3. The licensing and regulation of any profession or occupation.
¶16 The State and the Department argue § 12-820.01(B)(3) applies to Bottomlee's first and second claims for relief because those claims arise from the "licensing and regulation of any profession or occupation." In Doe , however, our supreme court held the absolute immunity that § 12-820.01 grants to "fundamental governmental policy determinations involving the licensing of professions and occupations" does not apply to "particular decisions to grant or revoke licenses." 200 Ariz. at 177, ¶ 9, 24 P.3d at 1272. Instead, the latter class of decisions is afforded only qualified immunity under A.R.S. § 12-820.02 (2020). Doe , 200 Ariz. at 177, ¶ 9, 24 P.3d at 1272. By way of example, the court observed that a policy decision to issue teaching certificates to applicants who have been convicted of certain minor crimes would be a decision by the State afforded absolute immunity under § 12-820.01. Id. at ¶ 10. "If, however, the State erred in its processing of a particular teaching application and issued a certificate to someone convicted of one of the listed offenses, only qualified immunity would apply." Id.
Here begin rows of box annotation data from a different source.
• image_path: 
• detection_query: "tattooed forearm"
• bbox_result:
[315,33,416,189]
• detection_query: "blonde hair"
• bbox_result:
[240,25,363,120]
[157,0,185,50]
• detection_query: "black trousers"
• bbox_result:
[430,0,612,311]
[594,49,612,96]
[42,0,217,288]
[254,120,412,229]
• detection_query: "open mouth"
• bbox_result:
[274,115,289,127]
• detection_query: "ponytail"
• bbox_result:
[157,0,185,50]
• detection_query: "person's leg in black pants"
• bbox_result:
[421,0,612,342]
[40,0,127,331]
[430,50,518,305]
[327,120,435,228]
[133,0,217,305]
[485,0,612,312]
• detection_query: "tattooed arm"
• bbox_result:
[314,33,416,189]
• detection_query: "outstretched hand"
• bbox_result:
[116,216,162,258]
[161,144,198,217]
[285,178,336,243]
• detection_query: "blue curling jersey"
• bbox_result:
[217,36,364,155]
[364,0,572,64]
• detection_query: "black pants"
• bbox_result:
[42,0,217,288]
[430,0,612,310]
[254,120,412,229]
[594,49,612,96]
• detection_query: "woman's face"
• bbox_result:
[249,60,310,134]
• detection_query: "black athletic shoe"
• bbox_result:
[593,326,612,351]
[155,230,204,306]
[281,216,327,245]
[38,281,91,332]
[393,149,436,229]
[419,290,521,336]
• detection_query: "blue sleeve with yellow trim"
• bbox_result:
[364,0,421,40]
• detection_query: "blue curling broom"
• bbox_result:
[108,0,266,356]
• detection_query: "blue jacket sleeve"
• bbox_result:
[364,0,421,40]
¶17 Bottomlee's first and second claims for relief do not implicate any policy decision by the Department but instead, as in Doe , concern "application of those policies to individual cases." Id. at ¶ 11 ("[A]bsolute immunity extends to the regulation and licensing of a profession as a whole, rather than to a decision to grant a license to a particular member of that profession."). Accordingly, § 12-820.01(B)(3) does not grant the State and the Department absolute immunity from those claims.
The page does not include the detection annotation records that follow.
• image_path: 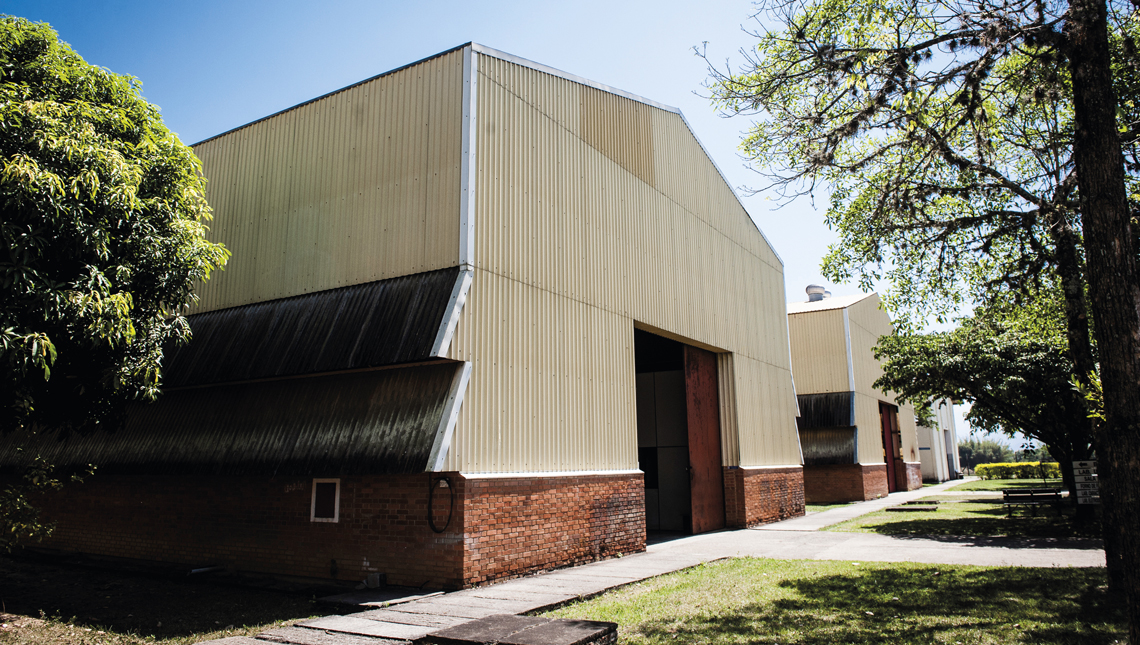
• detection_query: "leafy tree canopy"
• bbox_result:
[0,16,228,431]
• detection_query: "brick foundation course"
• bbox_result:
[724,466,804,529]
[804,464,889,504]
[31,473,645,589]
[463,473,645,586]
[898,462,922,490]
[42,473,463,588]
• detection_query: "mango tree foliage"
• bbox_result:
[710,0,1140,642]
[0,17,228,431]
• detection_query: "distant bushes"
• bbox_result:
[974,462,1061,480]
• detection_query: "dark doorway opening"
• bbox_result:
[634,329,725,533]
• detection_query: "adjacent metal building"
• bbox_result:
[15,44,802,587]
[788,285,922,503]
[918,399,961,482]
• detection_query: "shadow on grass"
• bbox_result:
[850,500,1102,548]
[636,566,1126,645]
[0,556,351,638]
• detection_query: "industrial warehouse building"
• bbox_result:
[788,285,922,504]
[13,44,807,588]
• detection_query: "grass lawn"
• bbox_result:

¶18 The Department also cites Evenstad v. State , 178 Ariz. 578, 875 P.2d 811 (App. 1993), in which we held § 12-820.01 immunized the State from a claim that the Department of Transportation Motor Vehicle Division should have implemented procedures to identify driver's license applicants with known drinking problems. 178 Ariz. at 579-80, 583-84, 875 P.2d at 812–13 (statute immunizes promulgation of rules and procedures as a "determination of internal agency policy"). But no such policy decision is at issue here. Bottomlee does not allege the Department failed to enact appropriate safety rules for daycare facilities; instead, she alleges that, having enacted rules requiring Lil World to safely care for infants, including Gabriel, and having confirmed that the daycare had violated those rules, it acted with gross negligence when it directed the daycare how to correct its violation.
CONCLUSION
¶19 For the reasons stated, we vacate and remand the dismissal of Bottomlee's first and second claims for relief, which allege gross negligence and liability under respondeat superior . We affirm the dismissal of the other claims in the amended complaint. Bottomlee is entitled to her costs on appeal contingent on compliance with Arizona Rule of Civil Appellate Procedure 21.